More commonly, however, competition occurs within a research program where the competing models are designed using similar principles and goals. Adherents of the same program might postulate different mechanisms for the way something happens or the way a system functions. For example, there may be different theories regarding the nature of gonorrhea transmission, infection, and immunity. The idea of sexual transmission may be commonly accepted, the idea that core groups are important for transmission may be commonly accepted. But there might be differences on the role of asymptomatic infections or of immunity in determining why the core group plays such an important role. Given similar principles and goals for model development, it is likely that both variants will explain commonly accepted observations. For example, competing epidemiological models for a particular infectious disease would generate similar patterns of disease in populations. That is because competing models would have to be consistent with some consensus within the research program regarding what has already been observed.

Consensus on what has been observed is never complete. Many times models might suggest that observations are wrong, as was discussed above. Thus it is not a hard and fast rule that there has to be complete overlap between the predictions made by competing models with regard to things that have already been observed. For example, not everyone may agree on the distribution of gonorrhea between populations with high and low rates of partner change because different individuals might suspect that different reporting biases could be affecting these observations. Thus, different models might generate different distributions of infection by new partnership formation rates. But if there is agreement on the goals and methods of the scientific pursuit, disagreement on evidence issues should be minimal.

To the participants in a dispute regarding competing theories, the distinction between high level paradigmatic differences and small differences within a paradigm might be lost. Passions can be intense in either case. But in the latter case, evidence can play more of a role in resolving differences and models can play a key role in determining where the evidence should be sought. Competing models can be analyzed to determine where they predict differences in observations that have not been made. Then research can be directed to precisely those conditions where the models differ in their predictions.

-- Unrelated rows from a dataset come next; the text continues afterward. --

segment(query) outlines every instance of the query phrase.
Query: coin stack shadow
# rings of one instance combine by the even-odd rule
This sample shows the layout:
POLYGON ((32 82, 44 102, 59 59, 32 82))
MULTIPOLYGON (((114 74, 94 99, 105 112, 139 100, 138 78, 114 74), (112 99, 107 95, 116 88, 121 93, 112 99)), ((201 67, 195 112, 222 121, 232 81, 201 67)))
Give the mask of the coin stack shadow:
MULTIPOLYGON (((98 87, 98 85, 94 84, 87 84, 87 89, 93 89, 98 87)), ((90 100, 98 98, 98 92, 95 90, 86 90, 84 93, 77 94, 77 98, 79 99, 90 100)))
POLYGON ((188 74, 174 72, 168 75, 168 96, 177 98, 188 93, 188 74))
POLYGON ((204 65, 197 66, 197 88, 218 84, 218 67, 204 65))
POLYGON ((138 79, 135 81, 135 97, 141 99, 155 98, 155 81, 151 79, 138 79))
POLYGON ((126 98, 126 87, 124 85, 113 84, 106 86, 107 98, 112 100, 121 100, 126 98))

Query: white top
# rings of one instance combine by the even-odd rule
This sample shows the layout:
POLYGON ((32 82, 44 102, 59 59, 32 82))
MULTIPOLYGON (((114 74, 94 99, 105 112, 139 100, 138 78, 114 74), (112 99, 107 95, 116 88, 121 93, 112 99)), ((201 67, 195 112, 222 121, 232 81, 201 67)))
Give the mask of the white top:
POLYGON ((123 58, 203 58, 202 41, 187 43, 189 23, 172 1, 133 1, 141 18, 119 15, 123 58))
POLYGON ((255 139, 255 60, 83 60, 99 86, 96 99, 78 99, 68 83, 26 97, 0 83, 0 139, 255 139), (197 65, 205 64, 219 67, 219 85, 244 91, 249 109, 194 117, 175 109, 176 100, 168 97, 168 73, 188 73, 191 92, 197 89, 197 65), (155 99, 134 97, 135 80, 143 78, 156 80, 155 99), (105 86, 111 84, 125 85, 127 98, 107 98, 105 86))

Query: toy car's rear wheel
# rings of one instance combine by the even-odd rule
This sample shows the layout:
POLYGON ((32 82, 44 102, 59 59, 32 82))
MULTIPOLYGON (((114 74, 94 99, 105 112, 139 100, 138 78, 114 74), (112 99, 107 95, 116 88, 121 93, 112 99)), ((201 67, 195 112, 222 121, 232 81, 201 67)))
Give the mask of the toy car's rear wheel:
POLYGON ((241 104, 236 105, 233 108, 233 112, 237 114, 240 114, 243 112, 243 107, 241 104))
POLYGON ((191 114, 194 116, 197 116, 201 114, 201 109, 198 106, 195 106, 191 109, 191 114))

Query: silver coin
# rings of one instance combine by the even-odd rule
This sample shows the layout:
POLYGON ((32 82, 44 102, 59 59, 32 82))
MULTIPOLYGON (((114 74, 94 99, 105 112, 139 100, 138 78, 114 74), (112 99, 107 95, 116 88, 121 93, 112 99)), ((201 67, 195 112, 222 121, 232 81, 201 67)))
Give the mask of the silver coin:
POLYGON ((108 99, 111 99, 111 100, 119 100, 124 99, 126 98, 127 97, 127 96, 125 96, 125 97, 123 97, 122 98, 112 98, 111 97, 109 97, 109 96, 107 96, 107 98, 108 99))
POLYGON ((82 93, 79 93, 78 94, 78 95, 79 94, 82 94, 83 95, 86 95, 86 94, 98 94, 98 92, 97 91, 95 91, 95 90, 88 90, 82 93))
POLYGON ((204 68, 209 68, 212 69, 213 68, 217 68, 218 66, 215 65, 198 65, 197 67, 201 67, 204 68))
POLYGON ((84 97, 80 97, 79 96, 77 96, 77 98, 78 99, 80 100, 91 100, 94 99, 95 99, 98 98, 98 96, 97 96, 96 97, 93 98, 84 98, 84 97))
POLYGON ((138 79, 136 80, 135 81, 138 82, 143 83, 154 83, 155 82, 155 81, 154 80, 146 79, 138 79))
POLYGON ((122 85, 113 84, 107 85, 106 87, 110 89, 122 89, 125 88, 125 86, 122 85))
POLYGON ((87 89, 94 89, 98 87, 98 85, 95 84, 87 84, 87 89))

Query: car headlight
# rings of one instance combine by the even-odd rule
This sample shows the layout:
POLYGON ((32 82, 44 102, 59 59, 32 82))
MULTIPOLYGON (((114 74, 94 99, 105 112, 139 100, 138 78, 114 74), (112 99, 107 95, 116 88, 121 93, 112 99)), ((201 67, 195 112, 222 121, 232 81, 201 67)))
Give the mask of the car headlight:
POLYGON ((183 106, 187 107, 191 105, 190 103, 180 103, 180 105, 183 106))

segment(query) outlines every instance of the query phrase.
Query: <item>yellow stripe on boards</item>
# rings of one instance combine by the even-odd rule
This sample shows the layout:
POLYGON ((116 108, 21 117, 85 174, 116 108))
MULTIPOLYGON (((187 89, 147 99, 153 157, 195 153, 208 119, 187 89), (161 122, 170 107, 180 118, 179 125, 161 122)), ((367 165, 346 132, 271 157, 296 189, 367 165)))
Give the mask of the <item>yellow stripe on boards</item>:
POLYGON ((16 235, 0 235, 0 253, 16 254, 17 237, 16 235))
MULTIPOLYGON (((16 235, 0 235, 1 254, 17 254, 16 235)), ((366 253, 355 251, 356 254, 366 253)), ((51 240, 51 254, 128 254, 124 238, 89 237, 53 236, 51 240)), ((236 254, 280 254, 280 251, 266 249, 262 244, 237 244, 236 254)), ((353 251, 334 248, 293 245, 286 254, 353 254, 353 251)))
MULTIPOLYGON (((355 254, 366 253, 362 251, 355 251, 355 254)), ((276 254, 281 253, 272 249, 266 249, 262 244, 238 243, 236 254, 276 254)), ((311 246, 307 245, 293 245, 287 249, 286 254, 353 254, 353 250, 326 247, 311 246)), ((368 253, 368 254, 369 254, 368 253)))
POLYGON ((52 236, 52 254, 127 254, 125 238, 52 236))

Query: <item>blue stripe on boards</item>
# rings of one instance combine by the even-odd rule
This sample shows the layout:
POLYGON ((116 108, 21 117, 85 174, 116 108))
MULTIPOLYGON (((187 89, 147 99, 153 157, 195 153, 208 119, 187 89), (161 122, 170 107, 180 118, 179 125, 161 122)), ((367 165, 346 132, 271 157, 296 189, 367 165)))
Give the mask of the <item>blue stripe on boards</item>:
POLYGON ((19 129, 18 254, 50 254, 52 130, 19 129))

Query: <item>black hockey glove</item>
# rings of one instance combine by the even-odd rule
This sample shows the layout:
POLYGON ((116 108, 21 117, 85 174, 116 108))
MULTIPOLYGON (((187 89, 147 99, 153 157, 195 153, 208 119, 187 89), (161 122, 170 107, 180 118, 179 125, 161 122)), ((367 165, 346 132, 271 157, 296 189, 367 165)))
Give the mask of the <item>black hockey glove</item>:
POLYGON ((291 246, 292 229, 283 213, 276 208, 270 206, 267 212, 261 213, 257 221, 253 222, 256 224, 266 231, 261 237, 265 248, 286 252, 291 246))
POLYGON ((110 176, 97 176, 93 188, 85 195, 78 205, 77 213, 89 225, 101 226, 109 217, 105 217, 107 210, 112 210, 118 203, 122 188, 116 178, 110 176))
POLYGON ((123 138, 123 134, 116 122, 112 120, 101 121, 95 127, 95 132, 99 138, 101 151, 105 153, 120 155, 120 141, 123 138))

For example, a large difference in contagiousness between the early and middle stages of HIV infection has been postulated to explain the temporal pattern of the HIV epidemic. The epidemic rose quickly but then it slowed. It did not proceed to saturate all of the population practicing the behaviors that were found to put people at risk. A theory that was accepted too uncritically was that decreasing rates of high-risk behavior in the gay male population explained the change. But this explanation did not hold up to critical analysis. For any transmission system model to fit the observed pattern of the epidemic purely as a consequence of behavior change, the rate of behavior change would have to have been many times greater than was actually observed. A second theory that can explain this pattern is that HIV is much more contagious in the early stages of infection than in the later stages (28). Individuals in the stage of infection with low transmissibility then act like immune individuals in absorbing the transmissions from the highly infectious individuals in the early stage. Thus, each individual in the early stage of infection generates fewer new cases and the rate of epidemic rise falls. A third theory is that patterns of contact are such that the epidemic just never reached many groups with high-risk practices.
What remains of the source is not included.